ECOSCALE - Energy-efficient Heterogeneous COmputing at exaSCALE

ECOSCALE - Energy-efficient Heterogeneous COmputing at exaSCALE (Booth: EP 6)

Contact: Iakovos Mavroidis


Telecommunication Systems Research Institute (T.S.I.)
Technical University of Crete Campus - Akrotiri
73100 Chania
Greece

Tel: +30 2810 391402
Fax:

ECOSCALE - Energy-efficient Heterogeneous COmputing at exaSCALE

E-Mail: iakovosmavro@gmail.com
Website: www.ecoscale.eu

In order to reach exascale performance, current HPC systems need to be improved. Simple hardware scaling is not a feasible solution due to the increasing utility costs and power consumption limitations. Apart from improvements in implementation technology, what is needed is to refine the HPC application development flow as well as the system architecture of future HPC systems.

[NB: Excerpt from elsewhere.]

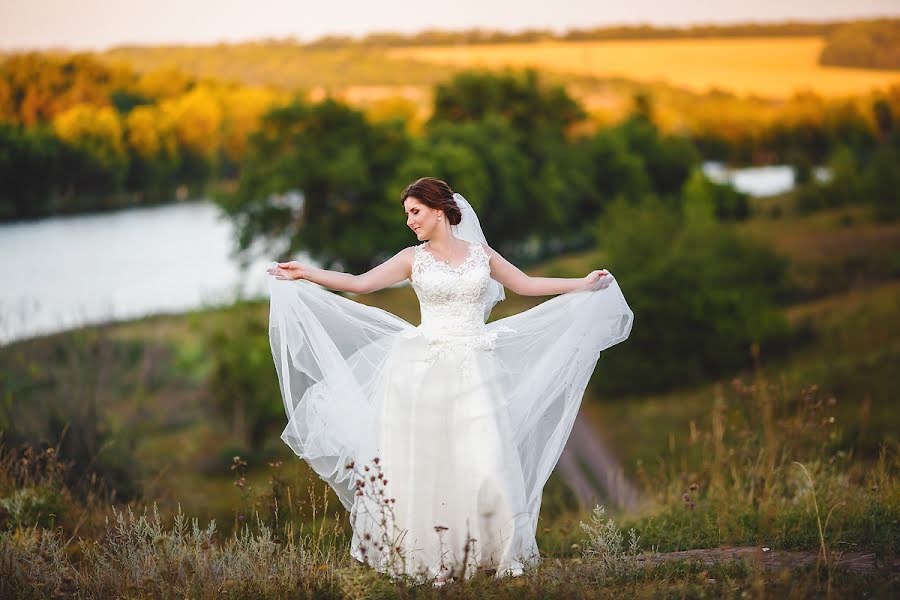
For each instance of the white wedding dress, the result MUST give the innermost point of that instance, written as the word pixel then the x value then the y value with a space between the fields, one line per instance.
pixel 453 426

ECOSCALE tackles these challenges by proposing a scalable programming environment and architecture, aiming to substantially reduce energy consumption as well as data traffic and latency. ECOSCALE introduces a novel heterogeneous energy-efficient hierarchical architecture, as well as a hybrid many-core+OpenCL programming environment and runtime system. The ECOSCALE approach is hierarchical and is expected to scale well by partitioning the physical system into multiple independent Workers (i.e. compute nodes). Workers are interconnected in a tree-like fashion and define a contiguous global address space that can be viewed either as a set of partitions in a Partitioned Global Address Space (PGAS), or as a set of nodes hierarchically interconnected via an MPI protocol.

To further increase energy efficiency, as well as to provide resilience, the Workers employ reconfigurable accelerators mapped into the  virtual address space utilizing a dual stage System Memory Management Unit with coherent memory access. The architecture supports shared partitioned reconfigurable resources accessed by any Worker in a PGAS partition, as well as automated hardware synthesis of these resources from an OpenCL-based programming model.